As I listened to the lilt in her voice when she read Mrs. Frisby’s part in Mrs. Frisby and the Rats of NIMH and then to the deepening of her speech when it was time to read the lines of the bossy rat Brutus, I smiled to myself because my daughter not only “got it” but also seemed to delight in reading aloud.
I was also delighting in the moment for another reason; my memory compelled me back to her first-grade year when many days I wondered if any of the phonics she was learning would ever sink in, wondered if reading would ever bring her joy. In teaching her to read, I rarely saw significant progress overnight; instead, it was a combination of steady pressing through each lesson, constantly reviewing, and frankly, being disciplined to go back to that tedious “thing” daily. I couldn’t see the inside of her brain where gradually (soooo. extremely. gradually.) new neural pathways were forming, and those phonograms strung together to form written words were slowly settling into her long-term memory.
Though I couldn’t see it, growth was occurring, and eventually she was reading. Even though I had a front-row seat to this success (and many others) which would occur only through slow and steady progress, I am still impatient in waiting on growth in other areas of life and parenting. Isn’t it crazy how we quickly forget the victories and start worrying about something else? I, like you, could list a thousand other examples of slow and steady growth I’ve witnessed, yet when it comes to progress of almost any kind—progress in my faith, in my family’s lives, in our schoolwork—I want it all to come together TODAY, not next year or, heaven forbid, in five or ten more years!
If we’re anything like the Israelites, we have spiritual amnesia.
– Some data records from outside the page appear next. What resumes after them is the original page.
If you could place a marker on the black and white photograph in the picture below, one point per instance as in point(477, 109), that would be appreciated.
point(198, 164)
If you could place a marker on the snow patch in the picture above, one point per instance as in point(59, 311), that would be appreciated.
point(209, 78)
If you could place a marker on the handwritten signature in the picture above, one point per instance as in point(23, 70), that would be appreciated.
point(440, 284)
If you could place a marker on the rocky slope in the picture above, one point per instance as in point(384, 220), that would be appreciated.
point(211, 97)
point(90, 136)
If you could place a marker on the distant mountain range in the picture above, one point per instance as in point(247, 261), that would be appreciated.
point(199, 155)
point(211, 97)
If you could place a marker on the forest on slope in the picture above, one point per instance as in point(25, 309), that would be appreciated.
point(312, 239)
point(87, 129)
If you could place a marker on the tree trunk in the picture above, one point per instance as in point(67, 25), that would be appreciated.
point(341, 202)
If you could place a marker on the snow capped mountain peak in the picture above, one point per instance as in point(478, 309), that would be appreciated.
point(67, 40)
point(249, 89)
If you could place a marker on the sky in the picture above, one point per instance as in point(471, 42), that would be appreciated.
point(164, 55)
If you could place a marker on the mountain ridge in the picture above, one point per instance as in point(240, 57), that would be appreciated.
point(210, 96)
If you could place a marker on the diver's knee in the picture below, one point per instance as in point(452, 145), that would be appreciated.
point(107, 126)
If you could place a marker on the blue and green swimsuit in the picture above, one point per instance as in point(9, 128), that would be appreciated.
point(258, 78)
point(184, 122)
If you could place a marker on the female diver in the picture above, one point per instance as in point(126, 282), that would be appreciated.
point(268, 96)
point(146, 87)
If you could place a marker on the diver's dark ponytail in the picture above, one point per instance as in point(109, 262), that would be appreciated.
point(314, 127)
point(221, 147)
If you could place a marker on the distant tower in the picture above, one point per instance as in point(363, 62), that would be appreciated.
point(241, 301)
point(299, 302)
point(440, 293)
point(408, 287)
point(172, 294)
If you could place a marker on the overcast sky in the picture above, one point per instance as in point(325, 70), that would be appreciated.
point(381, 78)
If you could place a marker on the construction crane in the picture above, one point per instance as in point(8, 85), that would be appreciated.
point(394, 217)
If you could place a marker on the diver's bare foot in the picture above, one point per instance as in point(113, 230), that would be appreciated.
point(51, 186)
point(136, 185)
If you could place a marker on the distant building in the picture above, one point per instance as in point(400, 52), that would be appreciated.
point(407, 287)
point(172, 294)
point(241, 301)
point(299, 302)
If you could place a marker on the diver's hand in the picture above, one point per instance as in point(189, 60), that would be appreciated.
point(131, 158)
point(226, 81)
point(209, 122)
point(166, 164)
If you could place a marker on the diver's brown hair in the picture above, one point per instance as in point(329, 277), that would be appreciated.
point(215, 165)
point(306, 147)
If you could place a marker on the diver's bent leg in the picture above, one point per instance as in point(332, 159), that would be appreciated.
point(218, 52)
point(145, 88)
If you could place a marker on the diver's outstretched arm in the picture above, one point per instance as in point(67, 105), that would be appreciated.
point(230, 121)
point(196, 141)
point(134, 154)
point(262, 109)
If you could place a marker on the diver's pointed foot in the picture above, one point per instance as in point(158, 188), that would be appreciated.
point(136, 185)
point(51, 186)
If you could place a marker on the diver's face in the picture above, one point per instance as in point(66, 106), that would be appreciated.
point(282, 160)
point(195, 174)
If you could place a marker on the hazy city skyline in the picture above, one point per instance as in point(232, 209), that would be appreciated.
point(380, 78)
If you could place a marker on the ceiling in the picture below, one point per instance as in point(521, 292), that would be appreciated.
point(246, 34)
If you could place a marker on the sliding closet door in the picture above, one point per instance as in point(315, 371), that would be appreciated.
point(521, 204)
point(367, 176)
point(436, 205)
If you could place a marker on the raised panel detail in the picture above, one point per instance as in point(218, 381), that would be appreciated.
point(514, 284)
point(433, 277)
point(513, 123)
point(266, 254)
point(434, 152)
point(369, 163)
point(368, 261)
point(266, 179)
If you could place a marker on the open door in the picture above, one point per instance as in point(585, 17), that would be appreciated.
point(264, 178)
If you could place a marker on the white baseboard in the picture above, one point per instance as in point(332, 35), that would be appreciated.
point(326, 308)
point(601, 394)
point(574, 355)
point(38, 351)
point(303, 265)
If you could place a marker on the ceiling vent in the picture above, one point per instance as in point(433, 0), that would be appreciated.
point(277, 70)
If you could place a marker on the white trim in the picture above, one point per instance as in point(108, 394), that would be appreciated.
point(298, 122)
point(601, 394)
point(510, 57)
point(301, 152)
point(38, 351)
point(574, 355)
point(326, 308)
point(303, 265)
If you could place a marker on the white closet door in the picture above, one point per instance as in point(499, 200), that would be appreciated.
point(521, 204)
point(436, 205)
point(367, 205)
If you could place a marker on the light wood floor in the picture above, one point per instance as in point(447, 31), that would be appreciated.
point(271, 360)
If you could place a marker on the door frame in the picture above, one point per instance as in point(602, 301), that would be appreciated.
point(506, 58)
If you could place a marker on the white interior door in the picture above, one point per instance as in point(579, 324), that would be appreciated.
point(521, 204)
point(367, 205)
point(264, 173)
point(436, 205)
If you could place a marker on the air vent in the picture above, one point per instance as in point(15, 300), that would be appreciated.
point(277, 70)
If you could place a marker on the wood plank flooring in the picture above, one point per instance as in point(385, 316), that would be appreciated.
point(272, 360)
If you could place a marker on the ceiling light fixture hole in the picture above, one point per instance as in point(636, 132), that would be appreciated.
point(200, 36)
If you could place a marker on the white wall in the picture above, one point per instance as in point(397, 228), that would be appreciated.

And we certainly want to avoid any sort of process that might be uncomfortable, painful, or tedious. In our amnesia and discomfort, we forget God’s faithfulness to us. We keep forgetting that the unseen, ongoing growth is one of the ways He always works within us. But Jesus said this is how the kingdom of God works: “This is what the kingdom of God is like. A man scatters seed on the ground. Night and day, whether he sleeps or gets up, the seed sprouts and grows, though he does not know how. All by itself the soil produces grain—first the stalk, then the head, then the full kernel in the head. As soon as the grain is ripe, he puts the sickle to it, because the harvest has come” (Mark 4:26-29 NIV).
Night and day, whether we know it or not, in a way we can’t fully understand, God is taking us from seed to stalk to head to full kernel ripe grain – as individuals and as His entire kingdom. He’s growing faith in us; He’s doing a work in us that we cannot do on our own. And we can’t forget that he’s also at work in the lives of the people around us. He loves them even more than we do! We don’t have to “fix” them today, right this minute! We get to love them while they are in process too. Maybe the reason that I can’t seem to “hurry God up” in “fixing them” is because God is trying to slow me down. Yes, He’s slowing us down, sister, so that He can do a new thing in us . . . a new thing like patience, gentleness, mercy, love.
“He has told you, O man, what is good;
and what does the Lord require of you
but to do justice, and to love kindness,
and to walk humbly with your God?” (Micah 6:8 ESV).
This verse in Micah always slows me down; it’s all boiled down to a slow and steady walk with God. I don’t have to hurry Him up; He knows exactly what He’s doing . . . in His kingdom, in my children, and in me.